Le second graphique montre le rapport coût-efficacité de 108 interventions de santé dans les pays en développement. Les données proviennent de la base de données DCP2, qui répertorie le coût de chaque intervention et son bénéfice en termes d’années de vie pondérées par la qualité, ou quality-adjusted life-year (QALY). La QALY est un outil qui permet de comparer différentes interventions de santé. Une année en pleine santé vaut 1 QALY. Une année d’une personne infectée par le VIH vaut 0,5 QALY, une année d’une personne atteinte de surdité 0,78 QALY4. Une intervention qui soigne la surdité d’une personne en parfaite santé pour 10 ans vaut donc (1-0,78)*10=2,2 QALY5.

Ces calculs de QALYs servent avant tout d’exemple illustratif. Ils soulignent l’importance de la quantification et l’utilité d’une mesure d’impact standardisée. L’altruisme efficace ne se limite pourtant pas aux calculs de QALYs, loin s’en faut.

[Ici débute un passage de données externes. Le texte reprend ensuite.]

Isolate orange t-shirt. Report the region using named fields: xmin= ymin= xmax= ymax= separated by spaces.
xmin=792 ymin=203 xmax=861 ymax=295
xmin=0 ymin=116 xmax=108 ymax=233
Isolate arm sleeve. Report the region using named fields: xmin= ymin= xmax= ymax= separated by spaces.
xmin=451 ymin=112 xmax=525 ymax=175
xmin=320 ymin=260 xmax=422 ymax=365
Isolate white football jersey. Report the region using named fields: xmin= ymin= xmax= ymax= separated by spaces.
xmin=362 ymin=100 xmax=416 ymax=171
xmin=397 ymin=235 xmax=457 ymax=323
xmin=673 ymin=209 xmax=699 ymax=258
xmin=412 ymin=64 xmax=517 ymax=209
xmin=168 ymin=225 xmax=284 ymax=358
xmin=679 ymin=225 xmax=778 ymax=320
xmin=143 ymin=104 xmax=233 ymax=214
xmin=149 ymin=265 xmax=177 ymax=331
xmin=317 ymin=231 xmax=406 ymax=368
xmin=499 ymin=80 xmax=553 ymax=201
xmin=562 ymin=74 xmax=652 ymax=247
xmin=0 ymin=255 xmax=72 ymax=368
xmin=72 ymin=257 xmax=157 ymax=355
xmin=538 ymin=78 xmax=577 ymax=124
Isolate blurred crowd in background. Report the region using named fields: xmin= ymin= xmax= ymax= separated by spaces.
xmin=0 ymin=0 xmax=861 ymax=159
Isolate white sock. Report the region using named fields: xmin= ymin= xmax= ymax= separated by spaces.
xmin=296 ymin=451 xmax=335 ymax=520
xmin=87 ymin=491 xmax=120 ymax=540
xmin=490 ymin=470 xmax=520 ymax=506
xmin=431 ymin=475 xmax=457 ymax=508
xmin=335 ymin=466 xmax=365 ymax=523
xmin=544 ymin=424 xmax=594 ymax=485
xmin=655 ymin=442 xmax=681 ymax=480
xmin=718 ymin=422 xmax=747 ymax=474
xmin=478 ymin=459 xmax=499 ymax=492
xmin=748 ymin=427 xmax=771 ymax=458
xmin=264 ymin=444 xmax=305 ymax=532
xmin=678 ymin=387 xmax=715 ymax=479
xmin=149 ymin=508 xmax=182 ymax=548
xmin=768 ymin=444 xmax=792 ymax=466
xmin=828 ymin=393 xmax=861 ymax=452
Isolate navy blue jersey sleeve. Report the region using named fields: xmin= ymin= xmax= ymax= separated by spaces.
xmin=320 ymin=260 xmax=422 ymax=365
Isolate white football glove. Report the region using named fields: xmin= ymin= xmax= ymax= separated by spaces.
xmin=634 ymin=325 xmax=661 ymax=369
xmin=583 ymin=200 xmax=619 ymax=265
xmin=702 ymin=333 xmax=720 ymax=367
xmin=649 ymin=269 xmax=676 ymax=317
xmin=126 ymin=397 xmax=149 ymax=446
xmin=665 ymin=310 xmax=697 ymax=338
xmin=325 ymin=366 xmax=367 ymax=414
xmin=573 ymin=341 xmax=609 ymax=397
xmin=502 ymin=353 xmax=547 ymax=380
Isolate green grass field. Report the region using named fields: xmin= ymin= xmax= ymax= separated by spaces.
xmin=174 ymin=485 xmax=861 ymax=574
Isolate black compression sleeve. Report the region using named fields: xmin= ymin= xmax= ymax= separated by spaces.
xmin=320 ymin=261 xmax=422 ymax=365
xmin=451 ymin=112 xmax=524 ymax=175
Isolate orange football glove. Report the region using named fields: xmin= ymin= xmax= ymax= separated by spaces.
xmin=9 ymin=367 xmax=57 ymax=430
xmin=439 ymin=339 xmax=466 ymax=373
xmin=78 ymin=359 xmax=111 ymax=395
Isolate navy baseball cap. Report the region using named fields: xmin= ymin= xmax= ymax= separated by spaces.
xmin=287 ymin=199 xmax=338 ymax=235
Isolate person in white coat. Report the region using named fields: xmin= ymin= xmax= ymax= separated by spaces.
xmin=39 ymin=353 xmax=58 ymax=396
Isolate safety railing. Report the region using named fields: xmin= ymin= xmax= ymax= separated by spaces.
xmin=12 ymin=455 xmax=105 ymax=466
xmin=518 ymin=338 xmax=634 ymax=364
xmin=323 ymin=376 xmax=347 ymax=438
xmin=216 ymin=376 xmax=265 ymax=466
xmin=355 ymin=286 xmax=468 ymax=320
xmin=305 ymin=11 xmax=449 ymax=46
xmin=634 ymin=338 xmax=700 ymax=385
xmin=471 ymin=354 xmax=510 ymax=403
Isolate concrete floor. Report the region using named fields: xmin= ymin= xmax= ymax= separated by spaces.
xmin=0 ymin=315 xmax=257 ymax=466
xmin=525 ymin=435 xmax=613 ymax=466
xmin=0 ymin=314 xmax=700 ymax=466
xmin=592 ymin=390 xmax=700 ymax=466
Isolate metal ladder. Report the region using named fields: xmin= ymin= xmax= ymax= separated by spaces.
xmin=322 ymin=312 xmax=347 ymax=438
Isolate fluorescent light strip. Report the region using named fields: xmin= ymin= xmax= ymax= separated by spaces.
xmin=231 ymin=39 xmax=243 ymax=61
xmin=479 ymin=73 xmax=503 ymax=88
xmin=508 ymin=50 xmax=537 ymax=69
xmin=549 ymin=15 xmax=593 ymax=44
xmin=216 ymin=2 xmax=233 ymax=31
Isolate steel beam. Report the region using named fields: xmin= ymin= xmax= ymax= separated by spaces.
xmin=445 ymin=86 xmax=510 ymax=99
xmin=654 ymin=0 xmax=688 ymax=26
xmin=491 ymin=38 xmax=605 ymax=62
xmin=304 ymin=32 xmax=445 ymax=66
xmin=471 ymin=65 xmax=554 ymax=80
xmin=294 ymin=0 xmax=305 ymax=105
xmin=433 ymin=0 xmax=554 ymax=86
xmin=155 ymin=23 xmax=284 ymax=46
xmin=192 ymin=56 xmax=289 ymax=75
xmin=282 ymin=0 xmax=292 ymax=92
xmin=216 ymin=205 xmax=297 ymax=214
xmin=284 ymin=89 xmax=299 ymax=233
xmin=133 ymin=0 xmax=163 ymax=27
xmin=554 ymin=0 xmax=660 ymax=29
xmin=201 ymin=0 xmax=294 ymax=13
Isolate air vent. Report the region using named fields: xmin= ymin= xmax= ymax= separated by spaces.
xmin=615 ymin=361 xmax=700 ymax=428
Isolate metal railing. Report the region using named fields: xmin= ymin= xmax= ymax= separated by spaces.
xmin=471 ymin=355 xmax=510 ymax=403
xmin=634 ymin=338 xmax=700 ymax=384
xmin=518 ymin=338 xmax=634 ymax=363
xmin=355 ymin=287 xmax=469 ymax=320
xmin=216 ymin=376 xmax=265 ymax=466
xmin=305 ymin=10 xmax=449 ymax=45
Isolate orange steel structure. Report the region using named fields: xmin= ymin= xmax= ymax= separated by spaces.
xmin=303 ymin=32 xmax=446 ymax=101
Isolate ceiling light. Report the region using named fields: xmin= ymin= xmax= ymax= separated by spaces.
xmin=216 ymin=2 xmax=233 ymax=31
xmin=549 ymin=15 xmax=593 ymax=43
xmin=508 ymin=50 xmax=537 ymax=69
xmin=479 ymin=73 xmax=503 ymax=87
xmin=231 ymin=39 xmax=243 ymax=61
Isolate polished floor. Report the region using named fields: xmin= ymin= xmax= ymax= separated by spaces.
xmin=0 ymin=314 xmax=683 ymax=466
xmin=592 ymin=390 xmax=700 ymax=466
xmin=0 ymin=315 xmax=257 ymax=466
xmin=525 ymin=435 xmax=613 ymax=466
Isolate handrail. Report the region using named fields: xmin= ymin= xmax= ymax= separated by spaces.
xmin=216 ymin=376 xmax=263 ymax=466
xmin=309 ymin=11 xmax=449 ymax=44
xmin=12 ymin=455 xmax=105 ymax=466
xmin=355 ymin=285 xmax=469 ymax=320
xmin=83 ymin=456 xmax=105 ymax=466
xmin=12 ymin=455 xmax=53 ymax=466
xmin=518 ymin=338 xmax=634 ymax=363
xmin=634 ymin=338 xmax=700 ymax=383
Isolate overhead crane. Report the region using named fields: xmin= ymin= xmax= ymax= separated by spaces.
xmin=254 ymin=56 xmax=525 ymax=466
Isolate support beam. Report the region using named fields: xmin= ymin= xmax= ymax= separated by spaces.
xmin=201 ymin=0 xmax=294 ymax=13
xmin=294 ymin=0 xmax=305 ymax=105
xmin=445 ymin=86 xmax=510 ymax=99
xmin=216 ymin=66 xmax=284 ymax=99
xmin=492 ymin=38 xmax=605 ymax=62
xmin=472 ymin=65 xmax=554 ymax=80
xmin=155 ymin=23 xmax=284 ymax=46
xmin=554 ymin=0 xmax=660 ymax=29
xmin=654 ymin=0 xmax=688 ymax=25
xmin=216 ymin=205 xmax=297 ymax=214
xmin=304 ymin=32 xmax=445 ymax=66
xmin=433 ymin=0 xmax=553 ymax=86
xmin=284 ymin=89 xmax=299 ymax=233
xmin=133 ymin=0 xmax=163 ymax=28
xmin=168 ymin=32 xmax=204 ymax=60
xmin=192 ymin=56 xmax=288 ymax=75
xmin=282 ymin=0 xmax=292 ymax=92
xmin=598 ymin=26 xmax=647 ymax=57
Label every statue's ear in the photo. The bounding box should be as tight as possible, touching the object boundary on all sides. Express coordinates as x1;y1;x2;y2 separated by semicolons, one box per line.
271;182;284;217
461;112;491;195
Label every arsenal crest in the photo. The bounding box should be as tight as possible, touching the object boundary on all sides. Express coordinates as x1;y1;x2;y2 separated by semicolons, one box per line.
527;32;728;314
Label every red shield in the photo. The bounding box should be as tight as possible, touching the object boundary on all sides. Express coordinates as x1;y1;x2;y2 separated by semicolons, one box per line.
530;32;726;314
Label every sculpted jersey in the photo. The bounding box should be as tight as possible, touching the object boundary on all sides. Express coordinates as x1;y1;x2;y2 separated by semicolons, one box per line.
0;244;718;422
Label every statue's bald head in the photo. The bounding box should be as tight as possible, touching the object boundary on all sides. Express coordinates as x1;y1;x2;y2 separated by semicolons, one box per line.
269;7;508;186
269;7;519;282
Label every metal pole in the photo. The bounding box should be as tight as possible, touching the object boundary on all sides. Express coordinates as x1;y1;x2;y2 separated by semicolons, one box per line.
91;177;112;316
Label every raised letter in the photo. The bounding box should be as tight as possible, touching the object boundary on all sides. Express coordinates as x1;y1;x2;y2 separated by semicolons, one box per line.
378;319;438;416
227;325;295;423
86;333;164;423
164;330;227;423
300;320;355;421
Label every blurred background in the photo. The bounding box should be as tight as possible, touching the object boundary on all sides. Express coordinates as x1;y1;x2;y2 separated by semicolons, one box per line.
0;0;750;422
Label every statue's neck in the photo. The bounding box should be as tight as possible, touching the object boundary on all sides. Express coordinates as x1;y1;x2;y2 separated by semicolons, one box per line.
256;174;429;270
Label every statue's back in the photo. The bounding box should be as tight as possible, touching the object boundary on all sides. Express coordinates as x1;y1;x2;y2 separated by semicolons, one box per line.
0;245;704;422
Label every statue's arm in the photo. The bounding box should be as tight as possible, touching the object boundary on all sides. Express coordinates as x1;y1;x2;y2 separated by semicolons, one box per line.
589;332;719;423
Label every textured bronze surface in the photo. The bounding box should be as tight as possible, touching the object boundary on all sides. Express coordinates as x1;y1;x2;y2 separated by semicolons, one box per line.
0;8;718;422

Dès qu’il s’agit de comparer des interventions en-dehors du domaine de la médecine ou de la santé publique, d’autres méthodes s’imposent, et sont fréquemment utilisées.6

Comme on peut le voir sur le graphique, les interventions de santé les plus efficaces sont non pas 30% plus efficaces que la moyenne, ni même 3 fois plus efficaces, mais bien des dizaines de fois plus efficaces. L’intervention la plus efficace dans la base de données DCP2 produit 15 000 fois plus de bénéfice que la moins efficace, et 60 fois plus que l’intervention médiane. De plus, il faut imaginer le graphique comme s’il était coupé à droite, avec des barres bien plus hautes qui ne sont pas montrées ici. En effet, au-delà de la base DCP2, les interventions de santé les plus efficaces sont particulièrement exceptionnelles : l’éradication de la variole en 1979 a prévenu plus de 100 millions de morts, pour un coût de 400 millions de dollars7.

Cela aussi est contre-intuitif. Les différentes ONG travaillant dans le domaine de la santé se ressemblent toutes, et peuvent sembler interchangeables. Mais en réalité, il est crucial de choisir la plus efficace. Si l’on choisit une ONG qui met en place de manière compétente une bonne intervention qui pourtant n’est pas exceptionelle, l’on risque de perdre plus de 90% de la valeur potentielle de son don.

Ainsi, ces deux graphiques8 résument l’importance d’un altruisme efficace. Ce mouvement se fonde sur l’idée que les chiffres ne sont pas décoratifs: lorsque l’on observe des ratios aussi extrêmes que ceux-ci, cela est un appel à agir.

  1. Doing Good Better, William MacAskill. Les données utilisées par l’auteur pour produire ce graphique proviennent de plusieurs sources. Entre le premier et le 21ème centile des plus riches, les données proviennent d’enquêtes auprès des ménages apportées par Branko Milanovic (voir par exemple Milanovic 2012). Pour les 73% les plus pauvres, les données proviennent de l’initiative PovcalNet de la Banque Mondiale. Pour les 0.1% les plus riches, le chiffre provient de The Haves and the Have-Nots: A Brief and Idiosyncratic History of Global Inequality, Branko Milanovic. 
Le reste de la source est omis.